Broadcast delves into what it means to be a celebrity. The instant fame of our generation. It holds a mirror to lives in the public eye through facebook, twitter and online media where what we see is an edited online persona of an ideal life not a true reflection of reality. It conveys a “Black Mirror” style social satire on the potential for abuse and evil within social medias future. Freedom of speech, subliminal advertising, online privacy, social responsibility and other moral dilemmas are thrown into the mix, as the plot speeds along adding interesting narration on today’s society. At under 300 pages its a relatively short book which delivers a dark, unsettling vision of the future. Despite having a base in technology there is very little tech talk which adds to the easy read though it might disappoint people who prefer more hard sci-fi. The ending leaves many loose ends hanging which fit well with the style of the novel, echoing real life. Paranoia seeps out of the pages as you realise how plausible the story is with our increasingly digitalised world. Although I did not completely agree with all the commentary the author paints a horrifying vision of an online future.
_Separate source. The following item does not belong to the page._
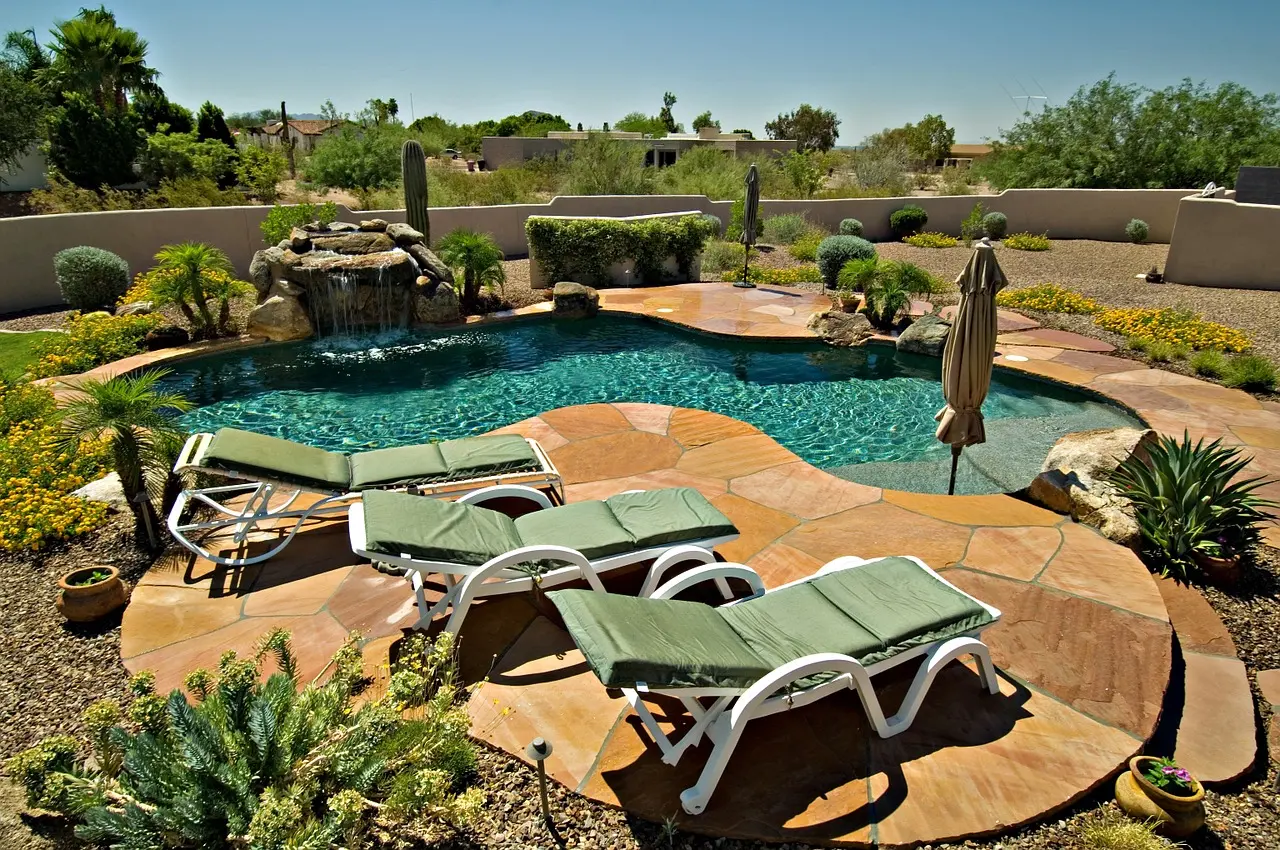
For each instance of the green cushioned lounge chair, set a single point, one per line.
(777, 649)
(481, 553)
(279, 471)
I found the main character David to be an air-headed celebrity obsessed with getting more followers. It was hard to like him at all with his self-involved and obnoxious character that only seemed to care about fame. However this didn’t distract from the book. It was interesting to see how he reacted to each situation he got into and he does get less selfish towards the end. Even though I did not sympathise with him, the fast pace of the book kept me hooked. There are many plot twists as the book hurtles along through this near future setting. I wanted to see what would happen next as the author explored the pros and cons of Mindcast and fame through David’s eyes.
Overall a thrilling, fast paced, sinister sci-fi which was an quick enjoyable read.
I’d recommend to anyone who likes: Science fiction, fast paced reads, blogging, big-brother dystopia, near-future society.
I received a free advanced reader copy via Netgallery in return for an honest review.